Ukrayna savaşında, Türk yapımı Bayraktar TB2’ler karşısında S-400’ler kendi Rus mevzilerini ve Moskva adlı savaş gemisini koruyamadı.
Böylece S-400’lerin teknik kapasite zaafı da ortaya çıktı.
Daha önemlisi, Rusya’dan iki adet S-400 savunma sistemi almak, Türkiye’yi bir çıkmaz sokağa sürükledi. Ne kullanabiliyoruz ne de üstüne kilit vurabiliyoruz. Üstelik bu yüzden F-35 projesinden dışlandık…
Bu kayıpların bedeli milyarlarca dolar…
Hepsi bu değil. Dış politikada “eksen kayması”, diğer bir deyişle yalnızlaşma işte bu S-400’lerle pekişti…
NİSAN 2020
Mart 2015’te Suriye’nin Reyhanlı’ya füze atması üzerine hava savunma sistemimizdeki zaaf önem kazanmış, Batılılarla anlaşamayınca Ruslarla anlaşıp S-400’leri almıştık. Halbuki S-400’ler Batı’dan gelecek füze saldırılarına göre kurgulanmıştı. Büyükelçi Naci Koru’nun dediği gibi, “S-400’ler bizi kimseye karşı koruyamaz”dı. (Karar, 10 Mayıs 2021)
Yine de aldık S-400’leri…
Buna karşı Batı’dan ve NATO’dan gelen tepkileri hesaplamak gerekirdi ama bunu yapmadık. Henüz “eyy…” duygusu azalsa da devam ediyordu, dünyaya meydan okuma gücüne ulaştığımızı sanarak devam ettik…

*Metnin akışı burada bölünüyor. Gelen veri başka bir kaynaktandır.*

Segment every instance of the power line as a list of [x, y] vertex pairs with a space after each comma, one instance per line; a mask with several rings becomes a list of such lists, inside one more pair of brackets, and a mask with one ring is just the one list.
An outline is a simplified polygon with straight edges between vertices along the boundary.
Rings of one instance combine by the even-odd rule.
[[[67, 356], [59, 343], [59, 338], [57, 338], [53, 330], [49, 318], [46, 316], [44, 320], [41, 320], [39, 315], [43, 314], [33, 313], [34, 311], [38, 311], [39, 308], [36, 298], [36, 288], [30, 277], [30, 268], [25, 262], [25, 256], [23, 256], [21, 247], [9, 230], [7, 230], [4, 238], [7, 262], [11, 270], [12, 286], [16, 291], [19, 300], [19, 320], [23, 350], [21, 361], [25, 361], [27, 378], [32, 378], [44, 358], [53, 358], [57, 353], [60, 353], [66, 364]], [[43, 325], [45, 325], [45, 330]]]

Hatta Erdoğan tarih verdi:
“S-400 şu anda artık bizim malımız. Nisandan itibaren de artık faal hale gelecek.” (6 Mart 2020)
Tam iki sene geçti, bırakın faal hale gelmesini, akıbeti hala meçhul… Cumhurbaşkanı Erdoğan’ın, Şansölye Olaf Scholz’a söylediği şu:
“Rusya’dan aldığımız silahlar noktasında bunun cevabını merak ettiğinizi görüyorum. Şu andaki şartlar içerisinde gelecek ne gösterir onu şu an konuşmak erken olur. Şartlar ne getirir ne götürür bunu görmek lazım.” (14 Mart 2022)

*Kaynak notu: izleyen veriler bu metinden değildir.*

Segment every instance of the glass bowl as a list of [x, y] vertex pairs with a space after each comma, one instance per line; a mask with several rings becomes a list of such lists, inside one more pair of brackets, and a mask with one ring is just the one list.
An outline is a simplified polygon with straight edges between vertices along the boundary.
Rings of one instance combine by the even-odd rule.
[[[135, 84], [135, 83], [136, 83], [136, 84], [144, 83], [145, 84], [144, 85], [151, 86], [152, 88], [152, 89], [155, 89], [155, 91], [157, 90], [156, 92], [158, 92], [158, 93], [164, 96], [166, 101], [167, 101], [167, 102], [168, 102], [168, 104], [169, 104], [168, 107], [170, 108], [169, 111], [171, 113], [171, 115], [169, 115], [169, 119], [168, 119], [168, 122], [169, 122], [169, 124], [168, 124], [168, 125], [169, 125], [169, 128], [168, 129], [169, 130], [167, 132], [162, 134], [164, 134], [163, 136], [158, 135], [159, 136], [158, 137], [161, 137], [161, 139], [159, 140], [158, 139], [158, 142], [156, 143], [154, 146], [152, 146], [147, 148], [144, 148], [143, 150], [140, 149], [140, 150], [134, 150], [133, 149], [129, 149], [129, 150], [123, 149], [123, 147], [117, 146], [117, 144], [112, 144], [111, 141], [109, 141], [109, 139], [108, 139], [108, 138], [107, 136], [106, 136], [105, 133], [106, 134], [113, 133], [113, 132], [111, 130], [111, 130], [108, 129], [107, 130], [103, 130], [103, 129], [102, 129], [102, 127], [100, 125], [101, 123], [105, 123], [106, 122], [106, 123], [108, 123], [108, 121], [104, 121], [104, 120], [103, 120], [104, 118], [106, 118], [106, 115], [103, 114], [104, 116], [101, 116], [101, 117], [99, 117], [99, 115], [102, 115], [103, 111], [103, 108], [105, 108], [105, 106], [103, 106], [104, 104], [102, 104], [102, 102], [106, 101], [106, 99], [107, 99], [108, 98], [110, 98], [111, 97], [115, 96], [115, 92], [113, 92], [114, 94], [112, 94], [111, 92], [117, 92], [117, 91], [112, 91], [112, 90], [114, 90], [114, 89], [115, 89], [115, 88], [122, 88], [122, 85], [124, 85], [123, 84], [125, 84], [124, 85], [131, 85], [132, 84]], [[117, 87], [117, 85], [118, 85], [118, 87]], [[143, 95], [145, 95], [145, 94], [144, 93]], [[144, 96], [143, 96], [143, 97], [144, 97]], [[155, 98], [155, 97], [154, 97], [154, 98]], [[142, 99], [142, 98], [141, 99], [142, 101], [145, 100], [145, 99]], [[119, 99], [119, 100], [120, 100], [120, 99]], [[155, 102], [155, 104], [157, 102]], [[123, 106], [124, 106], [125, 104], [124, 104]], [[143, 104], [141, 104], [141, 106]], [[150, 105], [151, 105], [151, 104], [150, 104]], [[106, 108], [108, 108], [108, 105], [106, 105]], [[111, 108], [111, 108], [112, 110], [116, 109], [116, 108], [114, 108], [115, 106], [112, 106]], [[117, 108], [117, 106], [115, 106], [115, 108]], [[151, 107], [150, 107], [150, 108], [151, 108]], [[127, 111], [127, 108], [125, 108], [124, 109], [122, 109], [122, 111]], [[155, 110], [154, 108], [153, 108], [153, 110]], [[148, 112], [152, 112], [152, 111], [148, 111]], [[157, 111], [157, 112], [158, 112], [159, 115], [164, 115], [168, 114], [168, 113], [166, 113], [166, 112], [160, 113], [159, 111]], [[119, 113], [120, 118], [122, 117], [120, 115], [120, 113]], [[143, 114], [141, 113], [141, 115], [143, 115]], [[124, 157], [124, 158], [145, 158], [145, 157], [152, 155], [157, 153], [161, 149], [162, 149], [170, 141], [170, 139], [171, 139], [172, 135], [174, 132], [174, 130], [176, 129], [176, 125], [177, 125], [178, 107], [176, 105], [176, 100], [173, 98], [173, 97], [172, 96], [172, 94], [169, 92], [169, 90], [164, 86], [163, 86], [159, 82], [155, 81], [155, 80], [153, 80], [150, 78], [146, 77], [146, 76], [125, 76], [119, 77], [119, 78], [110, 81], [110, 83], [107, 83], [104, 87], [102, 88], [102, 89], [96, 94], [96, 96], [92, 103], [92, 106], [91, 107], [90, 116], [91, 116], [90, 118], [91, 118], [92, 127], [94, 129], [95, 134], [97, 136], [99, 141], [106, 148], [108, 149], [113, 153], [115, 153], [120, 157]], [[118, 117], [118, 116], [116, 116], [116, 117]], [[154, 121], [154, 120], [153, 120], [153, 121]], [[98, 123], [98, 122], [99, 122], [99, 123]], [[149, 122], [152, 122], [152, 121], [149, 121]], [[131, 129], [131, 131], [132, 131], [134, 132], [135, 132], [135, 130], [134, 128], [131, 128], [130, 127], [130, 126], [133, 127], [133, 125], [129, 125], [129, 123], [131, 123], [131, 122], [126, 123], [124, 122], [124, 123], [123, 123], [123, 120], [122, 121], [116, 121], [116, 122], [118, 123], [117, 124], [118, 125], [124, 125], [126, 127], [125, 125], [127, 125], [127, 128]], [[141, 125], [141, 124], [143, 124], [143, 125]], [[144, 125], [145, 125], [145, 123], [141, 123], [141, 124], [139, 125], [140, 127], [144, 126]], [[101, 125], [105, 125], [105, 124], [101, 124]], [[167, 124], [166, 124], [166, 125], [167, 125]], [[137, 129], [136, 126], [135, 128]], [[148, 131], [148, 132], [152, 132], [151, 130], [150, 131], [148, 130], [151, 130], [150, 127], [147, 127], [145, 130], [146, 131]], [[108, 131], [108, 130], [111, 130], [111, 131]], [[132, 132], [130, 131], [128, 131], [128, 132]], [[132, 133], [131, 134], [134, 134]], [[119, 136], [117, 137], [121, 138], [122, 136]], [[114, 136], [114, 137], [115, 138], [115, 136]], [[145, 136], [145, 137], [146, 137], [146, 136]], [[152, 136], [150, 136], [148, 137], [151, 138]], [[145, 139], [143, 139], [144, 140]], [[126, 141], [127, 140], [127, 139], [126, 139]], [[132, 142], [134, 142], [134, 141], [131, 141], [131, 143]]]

Bu sözler S-400’ler konusunda Türkiye’nin nasıl bir çıkmaza girdiğinin beyanıdır.
EN BÜYÜK KAYIP
Ankara bu kadar angaje olduğu, 2.5 milyar dolar ödediği, aktive etmek için tarih verdiği S-400’leri neden “bakalım ne olacak” durumunda tutuyor?
Cevabı belli: S-400’ler Türkiye’ye siyasi ve stratejik olarak çok pahalıya mal oldu! Bu çok ağır maliyetin daha da ağırlaşmasından endişe ettiği için ‘bakalım’ noktasında tutuyor.
Türkiye için F-35’lerden dışlanmış olmak akıl almaz bir kayıptır.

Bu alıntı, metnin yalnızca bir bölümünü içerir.